Notice: The reproducibility variables underlying each score are classified using an automated LLM-based pipeline, validated against a manually labeled dataset. LLM-based classification introduces uncertainty and potential bias; scores should be interpreted as estimates. Full accuracy metrics and methodology are described in [1].

Robust Distortion-free Watermarks for Language Models

Authors: Rohith Kuditipudi, John Thickstun, Tatsunori Hashimoto, Percy Liang

TMLR 2024 | Venue PDF | LLM Run Details

Reproducibility Variable Result LLM Response
Research Type Experimental We apply these watermarks to three language models OPT-1.3B, LLa MA-7B and Alpaca-7B to experimentally validate their statistical power and robustness to various paraphrasing attacks. We experimentally validate the statistical power of our watermarking strategies (i.e., ITS, ITS-edit, EXP, and EXP-edit) via experiments with the OPT-1.3B (Zhang et al., 2022) and LLa MA-7B (Touvron et al., 2023) models.
Researcher Affiliation Academia Rohith Kuditipudi EMAIL Department of Computer Science Stanford University John Thickstun EMAIL Department of Computer Science Stanford University Tatsunori Hashimoto EMAIL Department of Computer Science Stanford University Percy Liang EMAIL Department of Computer Science Stanford University
Pseudocode Yes Algorithm 1: Watermarked text generation (generate) Algorithm 2: Watermarked text detection (detect) Algorithm 3: Test statistic (ϕ) Algorithm 4: Randomized watermarked text generation (shift-generate)
Open Source Code Yes We release all code publicly at https://github.com/jthickstun/watermark.
Open Datasets Yes We run experiments using generate rather than shift-generate, mainly for the sake of reproducibility; recall however that this choice has no impact on the p-values we report. We test for all watermarks using a block size k (in Algorithm 3) equal to the length m of the text. Following the methodology of Kirchenbauer et al. (2023), we generate watermarked text continuations of prompts sampled from the news-like subset of the C4 dataset (Raffel et al., 2020).
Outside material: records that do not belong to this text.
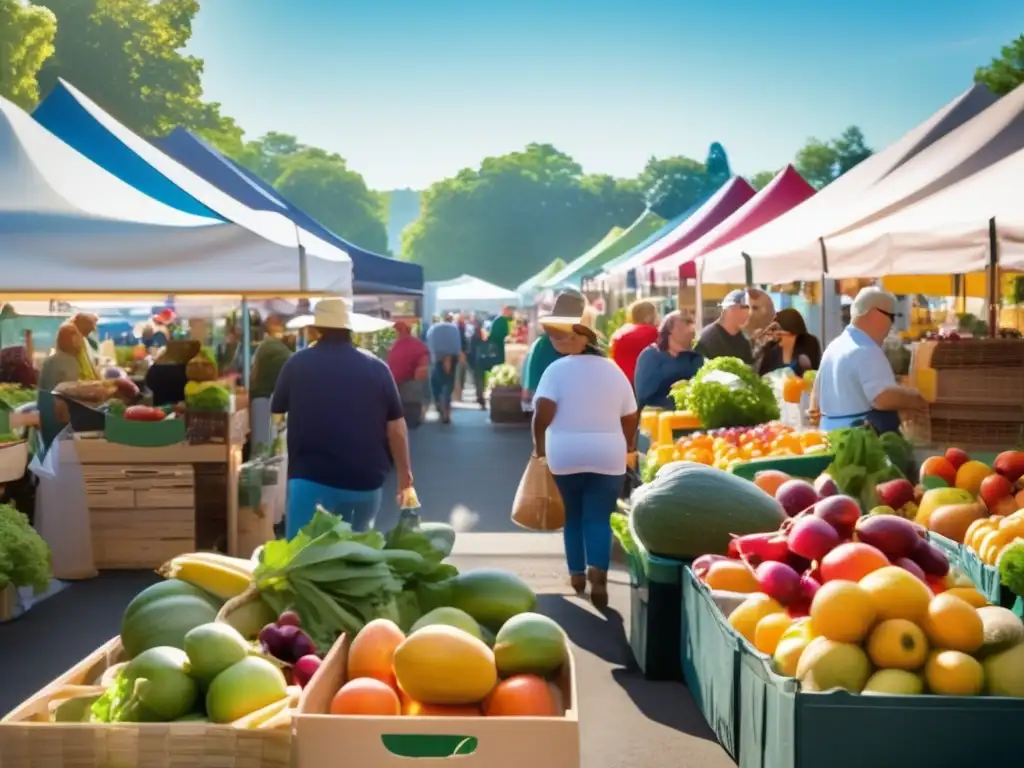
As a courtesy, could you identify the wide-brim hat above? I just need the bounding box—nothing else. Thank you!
[540,291,601,341]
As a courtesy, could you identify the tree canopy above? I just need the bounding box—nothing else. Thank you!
[0,0,57,110]
[974,35,1024,96]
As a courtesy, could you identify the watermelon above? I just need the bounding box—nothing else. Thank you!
[630,462,785,560]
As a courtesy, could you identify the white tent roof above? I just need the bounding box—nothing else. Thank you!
[825,144,1024,278]
[700,85,997,284]
[433,274,520,313]
[0,98,351,298]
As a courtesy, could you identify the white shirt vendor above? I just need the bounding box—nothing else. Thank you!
[534,354,637,475]
[817,326,896,431]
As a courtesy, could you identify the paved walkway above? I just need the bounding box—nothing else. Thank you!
[0,408,732,768]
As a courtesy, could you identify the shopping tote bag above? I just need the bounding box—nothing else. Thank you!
[512,457,565,530]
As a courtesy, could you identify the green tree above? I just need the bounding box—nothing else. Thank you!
[273,154,388,253]
[402,144,644,287]
[974,35,1024,96]
[36,0,234,138]
[746,171,778,190]
[0,0,57,110]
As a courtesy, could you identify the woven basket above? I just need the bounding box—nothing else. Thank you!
[0,638,292,768]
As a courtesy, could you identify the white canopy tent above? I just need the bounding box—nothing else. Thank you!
[0,98,351,300]
[825,144,1024,278]
[699,85,997,284]
[428,274,521,314]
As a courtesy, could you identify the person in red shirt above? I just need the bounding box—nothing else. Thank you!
[387,321,430,427]
[608,299,657,384]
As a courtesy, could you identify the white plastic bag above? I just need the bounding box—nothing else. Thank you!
[29,427,97,580]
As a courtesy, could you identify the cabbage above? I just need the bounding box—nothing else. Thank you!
[686,357,779,429]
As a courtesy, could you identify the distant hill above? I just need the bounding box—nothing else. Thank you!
[384,189,420,256]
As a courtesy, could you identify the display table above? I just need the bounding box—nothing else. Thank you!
[59,412,251,569]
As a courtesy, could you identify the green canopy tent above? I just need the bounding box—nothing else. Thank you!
[544,209,665,288]
[515,259,565,301]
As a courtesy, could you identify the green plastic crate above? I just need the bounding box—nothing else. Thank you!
[680,565,741,760]
[626,549,684,680]
[738,640,1024,768]
[729,453,833,480]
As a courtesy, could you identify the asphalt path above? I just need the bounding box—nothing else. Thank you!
[0,397,733,768]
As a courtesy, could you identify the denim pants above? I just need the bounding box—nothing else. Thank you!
[554,472,624,573]
[430,357,457,411]
[285,478,384,541]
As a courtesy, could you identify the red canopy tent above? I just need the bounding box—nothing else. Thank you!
[609,176,756,274]
[651,165,816,281]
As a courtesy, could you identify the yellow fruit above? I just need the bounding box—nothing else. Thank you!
[161,555,252,600]
[867,618,928,671]
[772,617,814,677]
[943,587,989,608]
[922,592,985,653]
[859,565,932,622]
[925,650,985,696]
[729,592,785,644]
[860,670,925,696]
[955,462,992,497]
[811,581,877,643]
[754,613,793,656]
[394,624,498,705]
Finally, using the Alpaca-7B model and evaluation dataset Taori et al. (2023), we conduct a case-study on the feasibility of watermarking the responses of a performant instruction following model.
Dataset Splits No The paper mentions using
Hardware Specification Yes We report average runtimes and the associated standard deviations across 5 calls on an Apple M2 Macbook Pro Laptop. We include benchmarking scripts with our code release.
Software Dependencies No The paper references specific models used in the experiments such as OPT-1.3B (Zhang et al., 2022), LLa MA-7B (Touvron et al., 2023), and Alpaca-7B (Taori et al., 2023), as well as the OPUS-MT collection of translation models with specific Huggingface Hub identifiers. However, it does not provide specific version numbers for general software dependencies like programming languages (e.g., Python) or deep learning frameworks (e.g., PyTorch, TensorFlow) used to implement their methodology.
Experiment Setup Yes We test for all watermarks using a block size k (in Algorithm 3) equal to the length m of the text. Following the methodology of Kirchenbauer et al. (2023), we generate watermarked text continuations of prompts sampled from the news-like subset of the C4 dataset (Raffel et al., 2020). We vary the generation length m (Experiment 1) and the random number sequence length n (Experiment 2), and we report median p-values of watermarked text over 500 samples. In all our experiments except for Experiment 2, where the control variable n is a hyperparameter that is unique to our watermarks we also replicate the watermark of Kirchenbauer et al. (2023) as a baseline, setting the greenlist fraction γ = 0.25 and varying the logit bias δ {1.0, 2.0}.